Writing to DB in realtime with JS Plugin

I have a custom plugin that pulling 10s of thousands of records, I am iterating API calls of 500 records each. After each 500, I am passing them to the stream.write function.

However, nothing is being written to the DB until after the entire table (destination is Postgres) has been processed. Is this the expected behavior? I have even tried to make the batch size very small to try and trigger it writing sooner. It seems it would be much more efficient to pass the data through so it doesn’t have to accumulate in memory.

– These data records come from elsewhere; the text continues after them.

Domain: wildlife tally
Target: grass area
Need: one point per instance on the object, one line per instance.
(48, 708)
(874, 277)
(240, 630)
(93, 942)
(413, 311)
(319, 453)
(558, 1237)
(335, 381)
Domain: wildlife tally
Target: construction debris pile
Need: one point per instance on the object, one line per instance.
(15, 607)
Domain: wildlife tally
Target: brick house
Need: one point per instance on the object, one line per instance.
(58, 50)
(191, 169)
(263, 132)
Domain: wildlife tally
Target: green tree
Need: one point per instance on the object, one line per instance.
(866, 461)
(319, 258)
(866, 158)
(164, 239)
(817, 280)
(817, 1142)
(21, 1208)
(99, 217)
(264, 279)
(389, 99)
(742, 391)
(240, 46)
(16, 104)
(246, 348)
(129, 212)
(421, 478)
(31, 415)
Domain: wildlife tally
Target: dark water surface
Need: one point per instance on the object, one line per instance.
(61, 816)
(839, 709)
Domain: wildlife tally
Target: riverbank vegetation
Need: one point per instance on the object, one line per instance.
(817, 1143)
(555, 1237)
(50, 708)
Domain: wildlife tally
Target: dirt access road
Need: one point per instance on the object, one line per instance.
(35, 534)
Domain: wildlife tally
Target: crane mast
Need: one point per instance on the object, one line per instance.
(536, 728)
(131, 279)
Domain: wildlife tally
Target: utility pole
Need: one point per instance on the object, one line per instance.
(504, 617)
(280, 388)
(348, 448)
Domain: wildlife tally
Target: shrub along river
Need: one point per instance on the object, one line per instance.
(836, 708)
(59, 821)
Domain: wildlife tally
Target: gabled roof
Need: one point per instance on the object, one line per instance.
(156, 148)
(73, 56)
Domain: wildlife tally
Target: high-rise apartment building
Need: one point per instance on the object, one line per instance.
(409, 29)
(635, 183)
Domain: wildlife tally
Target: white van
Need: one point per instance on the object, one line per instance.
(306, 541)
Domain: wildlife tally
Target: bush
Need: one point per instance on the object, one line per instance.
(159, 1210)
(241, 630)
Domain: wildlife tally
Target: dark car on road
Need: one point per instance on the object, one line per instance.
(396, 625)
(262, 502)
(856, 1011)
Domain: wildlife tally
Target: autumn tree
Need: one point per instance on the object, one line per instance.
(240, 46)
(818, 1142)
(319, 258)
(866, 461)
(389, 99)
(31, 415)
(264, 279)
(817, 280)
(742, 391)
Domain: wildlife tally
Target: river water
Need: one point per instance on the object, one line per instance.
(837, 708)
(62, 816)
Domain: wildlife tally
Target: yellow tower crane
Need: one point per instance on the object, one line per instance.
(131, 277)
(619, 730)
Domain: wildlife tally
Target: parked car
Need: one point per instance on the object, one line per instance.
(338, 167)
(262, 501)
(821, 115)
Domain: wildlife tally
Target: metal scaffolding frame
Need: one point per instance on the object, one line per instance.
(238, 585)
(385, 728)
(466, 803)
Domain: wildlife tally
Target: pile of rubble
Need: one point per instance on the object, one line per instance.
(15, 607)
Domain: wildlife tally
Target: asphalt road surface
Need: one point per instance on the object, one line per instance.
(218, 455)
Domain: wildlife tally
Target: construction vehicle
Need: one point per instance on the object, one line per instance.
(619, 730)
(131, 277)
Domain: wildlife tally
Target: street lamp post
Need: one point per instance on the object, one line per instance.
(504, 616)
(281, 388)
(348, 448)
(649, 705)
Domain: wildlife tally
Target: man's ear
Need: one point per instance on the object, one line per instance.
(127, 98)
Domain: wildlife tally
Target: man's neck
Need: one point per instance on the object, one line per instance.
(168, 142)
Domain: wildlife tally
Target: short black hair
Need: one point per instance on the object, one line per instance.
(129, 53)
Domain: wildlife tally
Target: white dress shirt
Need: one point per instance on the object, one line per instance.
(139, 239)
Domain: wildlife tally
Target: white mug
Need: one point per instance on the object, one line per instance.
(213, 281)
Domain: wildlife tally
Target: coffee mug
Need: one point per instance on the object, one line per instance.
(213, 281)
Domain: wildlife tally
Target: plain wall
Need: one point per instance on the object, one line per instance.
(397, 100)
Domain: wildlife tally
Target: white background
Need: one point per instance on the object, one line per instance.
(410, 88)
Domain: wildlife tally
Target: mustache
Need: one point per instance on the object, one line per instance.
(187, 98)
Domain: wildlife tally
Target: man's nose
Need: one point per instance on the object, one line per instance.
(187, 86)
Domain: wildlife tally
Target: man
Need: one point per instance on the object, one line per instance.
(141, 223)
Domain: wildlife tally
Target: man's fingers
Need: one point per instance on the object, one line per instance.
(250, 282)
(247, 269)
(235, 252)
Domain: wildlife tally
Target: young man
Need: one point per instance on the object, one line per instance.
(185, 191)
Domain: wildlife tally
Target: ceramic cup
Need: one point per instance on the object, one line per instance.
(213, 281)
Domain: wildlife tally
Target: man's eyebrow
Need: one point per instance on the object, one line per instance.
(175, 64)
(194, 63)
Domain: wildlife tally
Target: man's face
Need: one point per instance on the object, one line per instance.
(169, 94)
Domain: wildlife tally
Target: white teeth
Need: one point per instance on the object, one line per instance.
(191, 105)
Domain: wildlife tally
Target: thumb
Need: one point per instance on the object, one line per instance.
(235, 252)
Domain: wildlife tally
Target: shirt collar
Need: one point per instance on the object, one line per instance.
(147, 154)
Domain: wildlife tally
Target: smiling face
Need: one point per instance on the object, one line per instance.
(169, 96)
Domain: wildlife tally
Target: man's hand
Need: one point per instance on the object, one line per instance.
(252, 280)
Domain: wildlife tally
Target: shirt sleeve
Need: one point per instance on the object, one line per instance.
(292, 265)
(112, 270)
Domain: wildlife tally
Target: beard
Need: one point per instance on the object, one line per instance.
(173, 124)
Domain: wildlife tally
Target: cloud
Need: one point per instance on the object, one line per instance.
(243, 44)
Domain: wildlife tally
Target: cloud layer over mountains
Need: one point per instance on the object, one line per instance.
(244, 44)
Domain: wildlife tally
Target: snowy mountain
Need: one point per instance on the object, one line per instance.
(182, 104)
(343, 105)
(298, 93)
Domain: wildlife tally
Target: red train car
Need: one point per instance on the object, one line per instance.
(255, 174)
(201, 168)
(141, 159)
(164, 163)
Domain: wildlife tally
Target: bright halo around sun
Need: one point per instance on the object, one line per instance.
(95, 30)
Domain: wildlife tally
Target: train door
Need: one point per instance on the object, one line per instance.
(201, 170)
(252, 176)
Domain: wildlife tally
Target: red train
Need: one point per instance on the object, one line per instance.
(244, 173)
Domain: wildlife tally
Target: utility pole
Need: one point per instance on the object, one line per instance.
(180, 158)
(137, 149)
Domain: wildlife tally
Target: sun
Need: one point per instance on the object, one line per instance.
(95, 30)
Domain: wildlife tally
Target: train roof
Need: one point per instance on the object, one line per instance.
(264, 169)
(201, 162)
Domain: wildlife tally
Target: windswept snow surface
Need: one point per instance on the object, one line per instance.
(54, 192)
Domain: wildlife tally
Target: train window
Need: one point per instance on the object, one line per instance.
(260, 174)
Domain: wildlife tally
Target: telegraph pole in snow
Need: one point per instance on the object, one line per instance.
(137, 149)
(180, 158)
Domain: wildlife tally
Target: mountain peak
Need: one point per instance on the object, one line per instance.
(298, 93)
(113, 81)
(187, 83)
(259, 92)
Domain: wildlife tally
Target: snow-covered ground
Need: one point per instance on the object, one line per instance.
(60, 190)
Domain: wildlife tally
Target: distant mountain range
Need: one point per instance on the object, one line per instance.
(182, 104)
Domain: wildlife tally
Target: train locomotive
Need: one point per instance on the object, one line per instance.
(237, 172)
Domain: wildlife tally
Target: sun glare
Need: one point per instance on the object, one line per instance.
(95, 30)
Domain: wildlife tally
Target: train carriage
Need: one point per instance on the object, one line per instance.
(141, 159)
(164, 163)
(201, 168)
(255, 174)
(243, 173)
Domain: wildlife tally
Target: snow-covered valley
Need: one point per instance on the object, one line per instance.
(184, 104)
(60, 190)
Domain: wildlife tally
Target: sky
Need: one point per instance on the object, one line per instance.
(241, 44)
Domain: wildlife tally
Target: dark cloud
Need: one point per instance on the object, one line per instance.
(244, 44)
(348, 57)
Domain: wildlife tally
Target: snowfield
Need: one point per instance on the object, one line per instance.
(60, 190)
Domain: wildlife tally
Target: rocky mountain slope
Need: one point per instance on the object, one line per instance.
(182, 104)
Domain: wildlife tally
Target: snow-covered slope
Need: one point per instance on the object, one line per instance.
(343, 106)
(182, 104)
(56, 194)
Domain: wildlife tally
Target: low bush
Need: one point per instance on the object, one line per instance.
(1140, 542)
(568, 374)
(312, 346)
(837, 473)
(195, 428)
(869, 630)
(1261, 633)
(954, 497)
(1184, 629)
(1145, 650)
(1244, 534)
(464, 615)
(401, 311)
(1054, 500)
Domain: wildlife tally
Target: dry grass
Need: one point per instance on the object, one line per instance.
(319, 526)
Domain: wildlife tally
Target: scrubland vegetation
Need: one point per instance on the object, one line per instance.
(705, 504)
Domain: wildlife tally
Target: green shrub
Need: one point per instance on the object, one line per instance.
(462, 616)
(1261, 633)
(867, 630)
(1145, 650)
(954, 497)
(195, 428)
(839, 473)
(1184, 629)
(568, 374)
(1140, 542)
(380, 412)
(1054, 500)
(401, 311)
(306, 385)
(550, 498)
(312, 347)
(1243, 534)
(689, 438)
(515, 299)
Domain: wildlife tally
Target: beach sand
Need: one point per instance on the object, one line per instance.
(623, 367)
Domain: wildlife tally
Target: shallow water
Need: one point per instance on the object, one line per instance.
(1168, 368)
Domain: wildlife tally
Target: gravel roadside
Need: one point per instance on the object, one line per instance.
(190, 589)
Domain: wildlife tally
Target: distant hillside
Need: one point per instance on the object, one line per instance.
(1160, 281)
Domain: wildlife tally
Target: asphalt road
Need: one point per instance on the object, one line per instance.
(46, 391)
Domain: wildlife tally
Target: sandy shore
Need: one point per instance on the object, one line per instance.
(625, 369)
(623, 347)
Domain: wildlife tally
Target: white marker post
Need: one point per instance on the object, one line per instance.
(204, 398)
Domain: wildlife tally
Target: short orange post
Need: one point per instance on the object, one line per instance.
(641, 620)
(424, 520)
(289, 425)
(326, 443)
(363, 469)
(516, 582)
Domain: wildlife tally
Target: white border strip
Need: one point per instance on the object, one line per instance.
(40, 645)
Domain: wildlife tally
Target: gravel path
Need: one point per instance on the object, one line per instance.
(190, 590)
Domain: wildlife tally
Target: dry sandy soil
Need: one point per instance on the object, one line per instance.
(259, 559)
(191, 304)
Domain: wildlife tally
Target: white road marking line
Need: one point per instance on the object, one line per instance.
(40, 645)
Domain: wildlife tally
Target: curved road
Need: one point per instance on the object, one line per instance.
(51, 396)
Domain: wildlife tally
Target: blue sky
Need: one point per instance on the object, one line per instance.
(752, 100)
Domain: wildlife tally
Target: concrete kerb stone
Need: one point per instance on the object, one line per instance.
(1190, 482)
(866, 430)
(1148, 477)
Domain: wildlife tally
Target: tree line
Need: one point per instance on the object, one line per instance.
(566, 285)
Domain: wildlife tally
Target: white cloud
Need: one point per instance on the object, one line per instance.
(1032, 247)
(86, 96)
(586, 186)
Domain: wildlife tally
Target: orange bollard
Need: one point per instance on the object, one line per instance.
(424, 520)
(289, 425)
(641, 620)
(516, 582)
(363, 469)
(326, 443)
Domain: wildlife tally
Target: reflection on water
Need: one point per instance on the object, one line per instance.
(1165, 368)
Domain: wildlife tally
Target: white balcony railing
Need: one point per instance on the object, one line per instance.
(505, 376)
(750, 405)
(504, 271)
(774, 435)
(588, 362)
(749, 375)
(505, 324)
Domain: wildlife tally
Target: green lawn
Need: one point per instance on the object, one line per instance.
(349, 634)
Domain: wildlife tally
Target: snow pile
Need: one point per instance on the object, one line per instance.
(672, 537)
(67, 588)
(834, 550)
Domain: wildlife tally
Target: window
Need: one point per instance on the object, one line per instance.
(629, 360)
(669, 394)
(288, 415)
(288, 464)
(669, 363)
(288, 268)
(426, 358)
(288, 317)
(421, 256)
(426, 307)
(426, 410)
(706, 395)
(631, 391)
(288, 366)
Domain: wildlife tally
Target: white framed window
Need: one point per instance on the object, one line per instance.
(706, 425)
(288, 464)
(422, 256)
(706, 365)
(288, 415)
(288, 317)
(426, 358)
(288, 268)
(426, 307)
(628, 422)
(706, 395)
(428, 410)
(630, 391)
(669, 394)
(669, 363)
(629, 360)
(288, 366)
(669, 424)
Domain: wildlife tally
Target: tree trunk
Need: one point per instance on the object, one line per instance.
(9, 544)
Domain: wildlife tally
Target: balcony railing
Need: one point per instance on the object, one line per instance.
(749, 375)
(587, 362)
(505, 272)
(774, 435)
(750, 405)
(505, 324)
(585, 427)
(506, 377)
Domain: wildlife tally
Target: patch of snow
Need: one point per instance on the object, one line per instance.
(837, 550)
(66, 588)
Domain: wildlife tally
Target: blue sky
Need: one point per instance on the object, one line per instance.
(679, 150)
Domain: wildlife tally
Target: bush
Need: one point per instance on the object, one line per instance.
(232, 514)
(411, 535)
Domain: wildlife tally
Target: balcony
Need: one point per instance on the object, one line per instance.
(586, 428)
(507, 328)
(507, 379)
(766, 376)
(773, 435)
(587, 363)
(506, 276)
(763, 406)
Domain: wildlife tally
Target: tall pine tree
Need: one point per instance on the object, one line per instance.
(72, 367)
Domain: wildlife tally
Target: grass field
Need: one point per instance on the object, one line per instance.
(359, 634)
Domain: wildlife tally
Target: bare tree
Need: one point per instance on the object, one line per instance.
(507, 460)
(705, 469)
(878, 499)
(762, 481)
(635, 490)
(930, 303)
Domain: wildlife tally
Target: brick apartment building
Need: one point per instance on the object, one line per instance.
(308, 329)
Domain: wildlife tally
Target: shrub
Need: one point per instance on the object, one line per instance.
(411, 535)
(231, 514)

Any comments would be appreciated.

Hi @Duncan_Mapes what you’re experiencing could be related to batch settings at the destination.
There’s nothing on the JS SDK side that does buffering.
So reducing batch size to 1 via batch_size : 1 for the Postgres destination should cause rows to be committed immediately.
The tradeoff here is between memory consumption and performance. It’s much faster to write to Postgres in batches. The default batch size was selected to work for most cases, you can experiment with different values to see what fits yours the best

1 Like

Hey @erez , thanks for replying,. I tried that, it doesn’t appear to write until the resolver is completed.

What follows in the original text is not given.